2-6.(旦那様の、ばか)


 音もなく風もなく、闇の中を刃が掠める。

 その度にひとつ、命が消える。

 旦那様が守る命を奪う側とは、皮肉なものだ、とチヒロは一抹の寂しさを覚えながら炎を放つ。




 その一団は、来客と呼ぶには物騒であり、暗殺者と呼ぶにはお粗末なものだった。


 チヒロ夫婦の自宅からほど遠くない雑木林に、身を潜める男達。

 闇に乗じて襲撃をかけるつもりらしいが、チヒロにとっては、大手を振って歩いているのとなんら変わりない。


 奇襲はあっさり成功した。

 糸を引くように、刀を一閃。

 複数の男達の首がずれ、音を立てて地面に落ちる。


 敵が異変に気づいた時には、その数は半分に減っていた。

 それでも、静かに。

 淡々とチヒロは彼らを処理していく。


「ま、待っ……」


 雷帝様より、怪しい奴は躊躇無く殺せと命を受けている。

 いまや、ハタノとチヒロは世界のお尋ね者。
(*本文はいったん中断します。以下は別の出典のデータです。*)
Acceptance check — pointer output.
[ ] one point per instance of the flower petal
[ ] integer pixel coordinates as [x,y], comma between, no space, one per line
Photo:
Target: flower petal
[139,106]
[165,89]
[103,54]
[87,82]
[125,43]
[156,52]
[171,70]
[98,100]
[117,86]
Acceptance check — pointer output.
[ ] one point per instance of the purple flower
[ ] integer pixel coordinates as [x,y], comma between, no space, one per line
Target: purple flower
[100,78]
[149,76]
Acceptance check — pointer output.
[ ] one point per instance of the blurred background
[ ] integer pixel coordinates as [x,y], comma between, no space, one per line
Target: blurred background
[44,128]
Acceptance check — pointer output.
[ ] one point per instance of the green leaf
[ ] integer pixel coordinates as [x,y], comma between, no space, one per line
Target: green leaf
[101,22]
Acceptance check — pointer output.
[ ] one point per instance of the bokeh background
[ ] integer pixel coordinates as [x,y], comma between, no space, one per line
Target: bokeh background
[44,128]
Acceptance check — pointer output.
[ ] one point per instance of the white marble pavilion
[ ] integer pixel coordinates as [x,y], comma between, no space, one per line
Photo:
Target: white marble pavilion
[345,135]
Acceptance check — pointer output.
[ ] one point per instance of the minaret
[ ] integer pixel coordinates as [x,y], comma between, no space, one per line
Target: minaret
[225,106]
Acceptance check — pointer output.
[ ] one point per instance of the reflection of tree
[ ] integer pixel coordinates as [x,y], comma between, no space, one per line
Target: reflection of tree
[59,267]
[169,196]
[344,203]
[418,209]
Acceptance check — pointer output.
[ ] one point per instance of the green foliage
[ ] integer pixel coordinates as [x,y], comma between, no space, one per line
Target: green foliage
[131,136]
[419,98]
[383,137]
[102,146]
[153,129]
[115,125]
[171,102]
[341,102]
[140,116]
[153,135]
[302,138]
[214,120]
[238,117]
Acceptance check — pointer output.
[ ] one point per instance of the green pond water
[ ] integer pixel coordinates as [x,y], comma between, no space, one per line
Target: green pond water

襲撃者などいくらでも心当たりはある。


 最後に残った男を掴み、チヒロはその顔面を地面に叩きつける。

 ぐえ、とカエルが潰れたような音。

 その首筋に刀をあてつつ、男の耳元でささやく。


「質問に答えなさい」

「た、助けてっ……」

「質問に答えなさい」


 悲鳴をあげる男の首を掴み、そのまま万力のように締め上げた。


 男の顔が青ざめてゆく。

 そのまま殺すか――という程に力を込めた後に解放し、げほ、と呼吸を取り戻した男に、チヒロはもう一度だけ問う。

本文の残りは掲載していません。